After looking at the July plot, I got to thinking about this British idea to kill Hitler. It was simply shooting the man as he made his way down a lone path at Berghof. It involved a anti-Nazi shopkeeper, a German speaking Pole, a sniper being dropped into enemy lines by parachute and all the wonderful events that make a good action movie.

Now this is two questions, the first is WI it worked? Then if it did not work how would the British and allied commands react to the new thinking that Hitler should be killed? I assume the later is due to authorizing Operation Foxley, and changing the current thinking of a dead Hitler making the Nazi's fight harder.
 
The sniper would be a hero. It would be interesting to know what he did later...

I was thinking about that too. I mean assuming he gets out, and I see no reason why the sniper team could not lay low and sneak their way into Switzerland, or have another way out. You can instantly expect a promotion, or a couple of promotions. Hitler gone could open up the path for peace a little sooner, so the man would be not only the man who killed Hitler, but the man who ended the war.

So book deals? Politics? He gets really fat in an arm chair running covert ops? Who knows?
 
I was thinking about a political career or a career in the secret world. And depenting on who he is, things change a lot.
 
One of four things would probably happen:

1. With Hitler dead, the new German leadership decides to sue for peace. If it's lucky, Germany might get roughly the borders it has today, with demilitarized zones on either side and a massive reparations bill. Austria would probably fall under U.N. jurisdiction too.

2. The German leadership begins to fragment as a power struggle ensues over who will be Hitler's sucessor. You'd probably have Goering, Goebbels, Himmler and some of the military leadership involved in that one.

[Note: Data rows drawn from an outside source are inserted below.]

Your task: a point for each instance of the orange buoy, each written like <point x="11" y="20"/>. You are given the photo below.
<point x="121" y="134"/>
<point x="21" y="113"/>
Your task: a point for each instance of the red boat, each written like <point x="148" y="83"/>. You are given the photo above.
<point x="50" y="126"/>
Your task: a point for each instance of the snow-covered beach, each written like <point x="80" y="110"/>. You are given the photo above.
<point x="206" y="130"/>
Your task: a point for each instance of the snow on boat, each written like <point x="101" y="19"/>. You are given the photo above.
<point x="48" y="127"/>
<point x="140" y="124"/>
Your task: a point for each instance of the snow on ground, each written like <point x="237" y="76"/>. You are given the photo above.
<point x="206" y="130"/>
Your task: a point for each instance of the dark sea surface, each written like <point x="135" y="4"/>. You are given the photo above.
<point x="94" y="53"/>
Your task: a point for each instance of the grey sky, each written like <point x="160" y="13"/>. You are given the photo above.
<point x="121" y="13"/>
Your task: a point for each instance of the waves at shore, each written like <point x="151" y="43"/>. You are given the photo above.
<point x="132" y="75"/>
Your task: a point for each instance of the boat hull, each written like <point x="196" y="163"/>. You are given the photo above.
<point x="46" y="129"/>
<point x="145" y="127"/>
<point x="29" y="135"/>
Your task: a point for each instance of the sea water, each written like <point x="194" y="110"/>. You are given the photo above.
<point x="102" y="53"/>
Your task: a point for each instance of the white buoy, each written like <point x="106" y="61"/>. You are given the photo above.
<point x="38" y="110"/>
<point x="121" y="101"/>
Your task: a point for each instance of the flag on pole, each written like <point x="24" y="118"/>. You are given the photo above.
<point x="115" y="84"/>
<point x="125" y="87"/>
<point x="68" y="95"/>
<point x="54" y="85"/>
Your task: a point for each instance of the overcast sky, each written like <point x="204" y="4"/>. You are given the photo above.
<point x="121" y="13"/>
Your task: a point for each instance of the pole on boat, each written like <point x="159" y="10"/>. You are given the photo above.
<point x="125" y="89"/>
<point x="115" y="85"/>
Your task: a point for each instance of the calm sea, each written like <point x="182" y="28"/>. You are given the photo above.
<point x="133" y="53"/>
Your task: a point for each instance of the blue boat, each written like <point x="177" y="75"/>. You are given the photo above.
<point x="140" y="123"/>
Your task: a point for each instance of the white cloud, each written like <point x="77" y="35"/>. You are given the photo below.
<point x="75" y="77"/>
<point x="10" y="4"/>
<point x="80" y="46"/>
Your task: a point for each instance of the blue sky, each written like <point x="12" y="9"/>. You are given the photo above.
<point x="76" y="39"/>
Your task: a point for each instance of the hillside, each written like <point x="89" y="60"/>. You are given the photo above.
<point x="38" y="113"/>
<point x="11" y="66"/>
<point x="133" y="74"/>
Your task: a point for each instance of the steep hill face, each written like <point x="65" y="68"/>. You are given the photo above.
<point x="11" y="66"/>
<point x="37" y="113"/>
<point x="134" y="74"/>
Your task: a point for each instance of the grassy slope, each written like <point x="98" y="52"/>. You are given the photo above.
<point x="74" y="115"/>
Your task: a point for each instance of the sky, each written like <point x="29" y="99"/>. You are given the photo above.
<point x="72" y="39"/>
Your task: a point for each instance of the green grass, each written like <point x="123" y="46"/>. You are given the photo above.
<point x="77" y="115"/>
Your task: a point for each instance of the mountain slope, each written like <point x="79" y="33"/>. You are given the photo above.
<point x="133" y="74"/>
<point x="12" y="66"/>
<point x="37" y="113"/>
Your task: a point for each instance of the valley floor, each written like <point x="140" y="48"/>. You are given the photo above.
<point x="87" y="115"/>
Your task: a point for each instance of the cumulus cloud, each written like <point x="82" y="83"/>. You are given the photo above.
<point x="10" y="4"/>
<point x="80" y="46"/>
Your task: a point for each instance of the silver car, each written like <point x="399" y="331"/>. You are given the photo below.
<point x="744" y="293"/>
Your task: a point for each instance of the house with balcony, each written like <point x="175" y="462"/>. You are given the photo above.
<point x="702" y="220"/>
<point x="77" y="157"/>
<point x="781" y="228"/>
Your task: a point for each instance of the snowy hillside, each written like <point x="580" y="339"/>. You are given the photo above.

With a divided command, the German army's collapse is all the quicker, and the Allies reach Berlin before year's end.

3. Now that Hitler's irrational plans are gone, the Wehrmacht is galvanised by more competent commanders. The army makes an orderly retreat within German borders, allowing it to fight on narrower fronts and extend the length of the European war.

4. Alternatively, maybe the new leadership attempts to make a separate peace with either the Allies or Soviets? It's unlikely to get it, since both sides probably feel that victory is inevitable, but on the off-chance they do, it would probably be the Allies who would take it IMO, because of public pressure.